Cada vez que escucho la canción de Piero, “Viejo, mi querido viejo”, es inevitable pensar en mi padre Joaquín Buitrago, pues los estribillos parecen hacer una descripción de lo que fue su paso por esta tierra. Quienes le conocieron no pararon de admirar que pese a su avanzada edad, recorría las calles de nuestra ciudad de arriba a abajo, sin que nada lo detuviera. Sólo que el paso de los años fue lenta e imperceptiblemente haciendo mella y cada vez su andar era más lento, “como perdonando el viento”.
Fue un hombre jovial y amable por naturaleza, siempre tenía una palabra de aliento en su boca, para cualquiera que trabara una conversación con él. Su único anhelo era vivir y a fe que lo logró, pues se gozó cada instante de su vida, pese a las dificultades. Un día a la edad de 70 años, debió abandonar todo lo que con esfuerzo había construido, pues fue amenazado por grupos ilegales que le impusieron una condena sumaria, debiendo salir y dejar todo a su paso. Sencillamente anocheció y no amaneció.
Mi padre llegó con lo que tenía en los bolsillos a mi casa en Bogotá y desde ese día hasta su muerte permaneció conmigo. No tenía pensión, no tenía cómo sostenerse, por ello sin dudarlo lo arropé hasta sus últimos días, pese a que se fue de casa cuando yo tenía 5 años. Le encantaba estar informado, sabía de todo y opinaba, incluso como “creció con el siglo”, conocía la historia a cual más. Las personas que lo trataron en vida, siempre exaltaron sus buenas maneras, la amabilidad y la disposición para apoyar en lo que a su alcance estuviera.
Cuando retorné a Cúcuta, en el año 2000, él vino conmigo para quedarse en esta ciudad a la que amó desde el mismo momento en que la pisó. Una ciudad cálida en todas las dimensiones climáticas y sociales, a la cual le fue muy sencillo acomodarse. Conocía cada vericueto del centro y El Malecón por donde paseaba a diario. A sus noventa años paraba la buseta y pedía que lo esperaran para subirse, con las consecuencias de sus actos a cuestas, pues en más de una ocasión cayó por la falta de solidaridad de algún ansioso conductor. Nada lo detuvo sólo la muerte, que llegó para traer sosiego a su alma y hacer con él su último y más importante recorrido a las moradas celestiales, junto al Padre.
Joaquín Buitrago no fue un empresario rico, fue un hombre bueno por excelencia, de esos que hoy en día poco quedan, nunca se aprovechó de nada ni de nadie, lo vi hacer su fila siempre, pese a su longevidad, mientras pudiera aguantar de pie, no imponía su derecho sobre el de otros. Hoy recibo la mejor herencia que pudo dejarme en vida, el ejemplo de rectitud y servicio que lo acompañó siempre.

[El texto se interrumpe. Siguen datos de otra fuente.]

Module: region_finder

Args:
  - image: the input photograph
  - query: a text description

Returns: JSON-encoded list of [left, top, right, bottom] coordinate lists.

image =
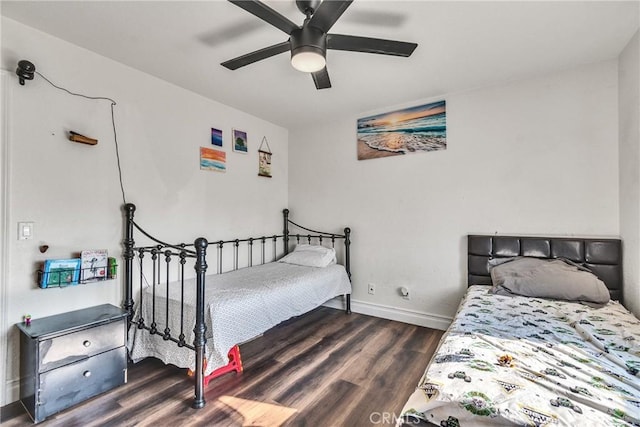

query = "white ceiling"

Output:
[[1, 0, 640, 129]]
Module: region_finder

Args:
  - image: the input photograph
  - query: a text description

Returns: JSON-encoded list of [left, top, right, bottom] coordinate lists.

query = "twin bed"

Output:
[[124, 204, 351, 408], [401, 236, 640, 427], [124, 204, 640, 427]]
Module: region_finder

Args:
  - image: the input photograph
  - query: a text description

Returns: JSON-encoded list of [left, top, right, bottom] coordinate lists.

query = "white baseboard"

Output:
[[323, 297, 453, 331]]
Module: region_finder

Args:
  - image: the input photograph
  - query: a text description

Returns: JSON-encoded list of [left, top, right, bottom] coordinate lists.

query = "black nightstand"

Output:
[[16, 304, 127, 423]]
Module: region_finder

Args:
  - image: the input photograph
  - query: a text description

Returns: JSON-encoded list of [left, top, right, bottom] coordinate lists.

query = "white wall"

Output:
[[289, 61, 619, 327], [1, 18, 288, 404], [618, 32, 640, 317]]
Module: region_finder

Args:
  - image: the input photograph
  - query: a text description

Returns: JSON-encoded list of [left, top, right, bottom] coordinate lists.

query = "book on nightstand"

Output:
[[80, 249, 109, 283]]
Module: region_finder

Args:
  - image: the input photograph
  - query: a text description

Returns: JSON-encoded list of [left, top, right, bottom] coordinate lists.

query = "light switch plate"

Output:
[[18, 222, 33, 240]]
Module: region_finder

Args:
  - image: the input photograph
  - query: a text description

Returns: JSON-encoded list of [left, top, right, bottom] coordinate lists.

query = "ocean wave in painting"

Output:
[[358, 112, 447, 153], [200, 159, 227, 171]]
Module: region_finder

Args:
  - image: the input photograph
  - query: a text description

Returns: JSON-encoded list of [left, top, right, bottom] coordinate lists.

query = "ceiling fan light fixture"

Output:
[[291, 46, 327, 73]]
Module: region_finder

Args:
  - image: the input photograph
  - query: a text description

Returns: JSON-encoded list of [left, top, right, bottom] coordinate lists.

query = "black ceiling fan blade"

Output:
[[220, 40, 290, 70], [229, 0, 300, 34], [327, 34, 418, 57], [311, 67, 331, 89], [309, 0, 353, 33]]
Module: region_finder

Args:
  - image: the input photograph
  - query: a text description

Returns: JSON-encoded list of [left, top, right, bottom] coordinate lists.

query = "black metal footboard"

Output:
[[123, 203, 351, 408]]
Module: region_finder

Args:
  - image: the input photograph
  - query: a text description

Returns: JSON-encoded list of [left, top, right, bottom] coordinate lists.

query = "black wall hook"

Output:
[[16, 59, 36, 86]]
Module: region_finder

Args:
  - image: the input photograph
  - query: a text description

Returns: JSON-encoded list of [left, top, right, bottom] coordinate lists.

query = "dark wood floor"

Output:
[[1, 307, 442, 427]]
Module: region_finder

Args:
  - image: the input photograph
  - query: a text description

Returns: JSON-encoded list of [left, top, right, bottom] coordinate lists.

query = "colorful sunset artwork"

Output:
[[233, 129, 248, 154], [211, 128, 222, 147], [200, 147, 227, 172], [358, 101, 447, 160]]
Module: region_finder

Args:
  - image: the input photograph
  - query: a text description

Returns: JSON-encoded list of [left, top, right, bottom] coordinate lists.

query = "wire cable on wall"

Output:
[[35, 71, 127, 204]]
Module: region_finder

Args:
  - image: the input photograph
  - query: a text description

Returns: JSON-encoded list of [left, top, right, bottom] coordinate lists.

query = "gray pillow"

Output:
[[491, 257, 610, 304]]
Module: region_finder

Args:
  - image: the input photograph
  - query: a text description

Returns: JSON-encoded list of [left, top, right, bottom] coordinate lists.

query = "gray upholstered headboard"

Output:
[[467, 235, 622, 302]]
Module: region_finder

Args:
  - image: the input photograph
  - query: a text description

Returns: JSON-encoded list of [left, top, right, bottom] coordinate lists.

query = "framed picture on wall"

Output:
[[200, 147, 227, 172], [211, 128, 222, 147], [357, 100, 447, 160], [233, 129, 249, 154]]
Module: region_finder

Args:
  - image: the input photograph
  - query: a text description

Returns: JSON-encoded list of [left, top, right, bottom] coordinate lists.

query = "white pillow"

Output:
[[278, 245, 336, 267]]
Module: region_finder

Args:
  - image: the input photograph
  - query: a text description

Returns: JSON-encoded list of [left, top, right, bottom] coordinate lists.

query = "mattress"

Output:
[[402, 286, 640, 426], [128, 262, 351, 375]]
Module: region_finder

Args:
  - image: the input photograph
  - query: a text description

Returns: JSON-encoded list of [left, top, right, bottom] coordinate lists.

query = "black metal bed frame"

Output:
[[123, 203, 351, 409]]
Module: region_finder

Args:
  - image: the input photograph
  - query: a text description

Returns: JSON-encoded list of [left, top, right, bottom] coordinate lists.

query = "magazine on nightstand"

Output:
[[80, 249, 109, 283]]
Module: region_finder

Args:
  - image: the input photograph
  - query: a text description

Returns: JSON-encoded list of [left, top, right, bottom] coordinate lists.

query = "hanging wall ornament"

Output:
[[258, 136, 272, 178]]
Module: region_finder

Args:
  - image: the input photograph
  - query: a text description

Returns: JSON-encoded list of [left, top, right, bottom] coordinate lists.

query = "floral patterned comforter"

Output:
[[402, 286, 640, 427]]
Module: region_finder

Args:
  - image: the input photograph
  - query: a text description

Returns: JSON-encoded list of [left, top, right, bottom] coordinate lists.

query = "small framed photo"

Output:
[[40, 258, 82, 288], [258, 150, 271, 178], [200, 147, 227, 172], [233, 129, 249, 154], [211, 128, 222, 147]]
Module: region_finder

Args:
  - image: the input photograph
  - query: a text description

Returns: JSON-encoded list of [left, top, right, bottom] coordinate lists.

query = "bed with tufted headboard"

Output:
[[467, 235, 622, 302], [398, 235, 640, 427]]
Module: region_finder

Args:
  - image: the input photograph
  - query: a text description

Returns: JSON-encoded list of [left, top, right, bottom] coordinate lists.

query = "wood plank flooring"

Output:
[[1, 307, 443, 427]]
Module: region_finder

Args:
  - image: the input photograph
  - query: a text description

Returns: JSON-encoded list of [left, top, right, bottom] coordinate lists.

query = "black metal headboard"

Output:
[[467, 235, 622, 302]]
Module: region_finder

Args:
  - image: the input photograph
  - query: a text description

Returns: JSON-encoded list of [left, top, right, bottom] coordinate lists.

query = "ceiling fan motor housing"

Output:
[[289, 26, 327, 58]]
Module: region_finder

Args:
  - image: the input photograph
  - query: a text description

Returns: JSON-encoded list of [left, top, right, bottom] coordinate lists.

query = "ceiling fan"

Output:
[[221, 0, 418, 89]]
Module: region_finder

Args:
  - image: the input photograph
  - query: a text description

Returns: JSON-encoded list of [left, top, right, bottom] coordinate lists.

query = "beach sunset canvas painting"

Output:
[[200, 147, 227, 172], [358, 101, 447, 160]]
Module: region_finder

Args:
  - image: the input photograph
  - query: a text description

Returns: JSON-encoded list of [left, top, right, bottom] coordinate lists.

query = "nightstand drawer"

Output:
[[38, 318, 126, 372], [36, 348, 127, 421]]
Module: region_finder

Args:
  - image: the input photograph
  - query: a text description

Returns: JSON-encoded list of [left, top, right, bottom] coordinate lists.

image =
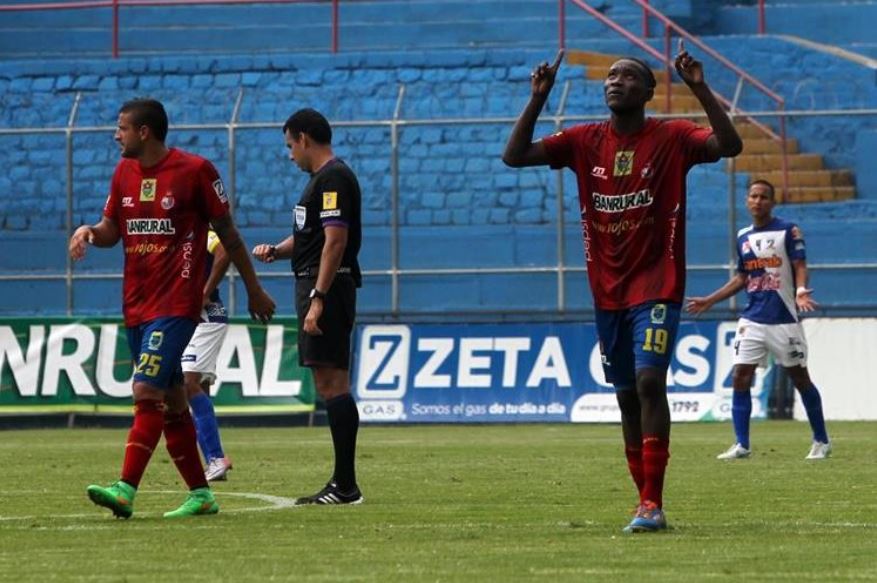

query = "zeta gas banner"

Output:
[[0, 318, 314, 413], [353, 321, 770, 423]]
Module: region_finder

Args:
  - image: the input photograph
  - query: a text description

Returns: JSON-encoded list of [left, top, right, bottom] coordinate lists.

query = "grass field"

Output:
[[0, 422, 877, 582]]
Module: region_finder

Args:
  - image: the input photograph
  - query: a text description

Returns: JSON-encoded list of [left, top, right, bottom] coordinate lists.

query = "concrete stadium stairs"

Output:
[[566, 50, 856, 203]]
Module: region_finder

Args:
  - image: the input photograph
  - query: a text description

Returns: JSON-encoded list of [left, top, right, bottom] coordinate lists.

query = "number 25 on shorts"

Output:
[[643, 328, 670, 354], [134, 352, 161, 377]]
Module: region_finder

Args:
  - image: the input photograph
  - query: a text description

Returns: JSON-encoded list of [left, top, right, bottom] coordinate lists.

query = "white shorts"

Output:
[[734, 318, 807, 368], [180, 322, 228, 383]]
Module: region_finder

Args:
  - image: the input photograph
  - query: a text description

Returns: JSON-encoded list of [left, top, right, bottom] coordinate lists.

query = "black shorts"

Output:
[[295, 273, 356, 370]]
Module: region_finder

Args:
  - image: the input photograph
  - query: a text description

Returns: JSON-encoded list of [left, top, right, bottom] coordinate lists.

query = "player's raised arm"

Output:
[[792, 259, 819, 312], [502, 49, 563, 168], [211, 215, 276, 322], [675, 38, 743, 158], [68, 217, 120, 261]]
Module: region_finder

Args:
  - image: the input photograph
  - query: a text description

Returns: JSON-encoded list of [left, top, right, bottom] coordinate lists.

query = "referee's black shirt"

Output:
[[292, 158, 362, 291]]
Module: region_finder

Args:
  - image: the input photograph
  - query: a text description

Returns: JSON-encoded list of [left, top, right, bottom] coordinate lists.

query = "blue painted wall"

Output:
[[0, 2, 877, 315]]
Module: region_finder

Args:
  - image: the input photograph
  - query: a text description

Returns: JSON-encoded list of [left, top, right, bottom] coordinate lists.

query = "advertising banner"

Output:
[[0, 318, 314, 413], [353, 321, 770, 423]]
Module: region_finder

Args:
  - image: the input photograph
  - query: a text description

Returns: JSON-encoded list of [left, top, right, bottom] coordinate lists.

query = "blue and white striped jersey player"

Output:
[[686, 180, 831, 460], [180, 230, 231, 482]]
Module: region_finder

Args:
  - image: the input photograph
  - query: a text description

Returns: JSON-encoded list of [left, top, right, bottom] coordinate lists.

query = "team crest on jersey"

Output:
[[147, 330, 164, 350], [140, 178, 158, 202], [649, 304, 667, 324], [612, 150, 633, 176], [213, 178, 228, 204]]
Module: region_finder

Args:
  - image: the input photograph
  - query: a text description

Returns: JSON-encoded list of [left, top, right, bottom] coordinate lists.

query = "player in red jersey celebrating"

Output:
[[69, 99, 274, 518], [503, 41, 743, 532]]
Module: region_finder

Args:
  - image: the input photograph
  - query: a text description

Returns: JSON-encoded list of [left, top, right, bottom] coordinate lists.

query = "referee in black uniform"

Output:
[[253, 109, 363, 504]]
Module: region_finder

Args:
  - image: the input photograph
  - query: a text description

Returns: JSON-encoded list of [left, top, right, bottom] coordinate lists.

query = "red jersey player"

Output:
[[503, 41, 743, 532], [70, 99, 274, 518]]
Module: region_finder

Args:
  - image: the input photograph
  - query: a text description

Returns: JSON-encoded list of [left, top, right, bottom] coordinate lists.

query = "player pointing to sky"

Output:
[[503, 41, 743, 532]]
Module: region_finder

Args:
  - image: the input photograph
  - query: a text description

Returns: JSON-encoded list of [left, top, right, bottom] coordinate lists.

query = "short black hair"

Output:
[[283, 107, 332, 145], [747, 180, 776, 200], [119, 97, 168, 143], [622, 57, 658, 89]]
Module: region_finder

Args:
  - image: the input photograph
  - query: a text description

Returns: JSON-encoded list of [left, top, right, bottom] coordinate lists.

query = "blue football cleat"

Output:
[[624, 501, 667, 533]]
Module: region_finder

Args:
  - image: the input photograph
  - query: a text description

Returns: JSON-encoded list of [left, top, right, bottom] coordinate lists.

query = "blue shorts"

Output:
[[128, 317, 198, 389], [596, 302, 681, 388]]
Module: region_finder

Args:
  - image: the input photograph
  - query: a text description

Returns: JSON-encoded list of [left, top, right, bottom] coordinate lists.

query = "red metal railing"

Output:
[[0, 0, 340, 59], [558, 0, 789, 198]]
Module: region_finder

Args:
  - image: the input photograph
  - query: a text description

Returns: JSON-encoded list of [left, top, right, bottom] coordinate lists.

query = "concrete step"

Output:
[[752, 170, 853, 187], [734, 121, 767, 141], [735, 154, 823, 172], [743, 138, 798, 156], [782, 186, 856, 203]]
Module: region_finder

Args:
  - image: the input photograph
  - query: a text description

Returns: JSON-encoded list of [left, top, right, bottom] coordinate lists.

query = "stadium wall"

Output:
[[0, 38, 877, 315]]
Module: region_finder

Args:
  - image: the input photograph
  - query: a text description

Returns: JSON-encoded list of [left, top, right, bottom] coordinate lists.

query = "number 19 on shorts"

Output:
[[643, 328, 670, 354]]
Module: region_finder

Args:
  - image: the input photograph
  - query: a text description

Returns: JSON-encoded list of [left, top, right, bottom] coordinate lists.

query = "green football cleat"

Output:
[[85, 480, 137, 518], [164, 488, 219, 518]]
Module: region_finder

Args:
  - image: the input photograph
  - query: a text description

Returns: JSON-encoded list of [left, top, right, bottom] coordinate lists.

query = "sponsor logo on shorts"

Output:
[[591, 188, 654, 213], [612, 150, 633, 176], [140, 178, 158, 202], [649, 304, 667, 324], [146, 330, 164, 350], [125, 219, 177, 235], [180, 241, 194, 279], [743, 255, 783, 271], [213, 178, 228, 204]]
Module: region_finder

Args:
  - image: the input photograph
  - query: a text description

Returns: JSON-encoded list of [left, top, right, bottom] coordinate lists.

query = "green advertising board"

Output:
[[0, 318, 314, 413]]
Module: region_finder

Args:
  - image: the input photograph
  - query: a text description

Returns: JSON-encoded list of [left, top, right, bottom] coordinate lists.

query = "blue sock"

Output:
[[731, 390, 752, 449], [189, 393, 225, 461], [800, 385, 828, 443]]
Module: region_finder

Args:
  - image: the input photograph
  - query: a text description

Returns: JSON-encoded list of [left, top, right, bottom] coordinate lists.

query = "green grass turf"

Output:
[[0, 422, 877, 582]]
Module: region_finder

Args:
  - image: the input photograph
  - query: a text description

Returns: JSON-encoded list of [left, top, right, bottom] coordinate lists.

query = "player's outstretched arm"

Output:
[[211, 215, 276, 322], [675, 39, 743, 158], [792, 259, 819, 312], [68, 217, 120, 261], [203, 243, 231, 305], [253, 235, 295, 263], [685, 273, 746, 315], [502, 49, 563, 168]]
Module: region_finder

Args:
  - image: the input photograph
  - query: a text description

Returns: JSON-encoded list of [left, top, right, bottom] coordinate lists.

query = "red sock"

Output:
[[164, 411, 207, 490], [640, 435, 670, 508], [624, 447, 646, 502], [122, 399, 164, 488]]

Fueron 94 años vividos a plenitud, sé que “el dolor lo llevaba dentro”, por muchas que quedaron en el tintero de la vida, pero debo reconocer que fue un verdadero campeón. Los últimos 24 años de su vida los pasamos juntos, fue coequipero de viaje y aventura. Un ejemplo a seguir. Hoy escribo para recordarlo, como siempre lo recordaré, conversador a cual más y respetuoso de los demás. In Memoriam, Joaquín Buitrago Calderón.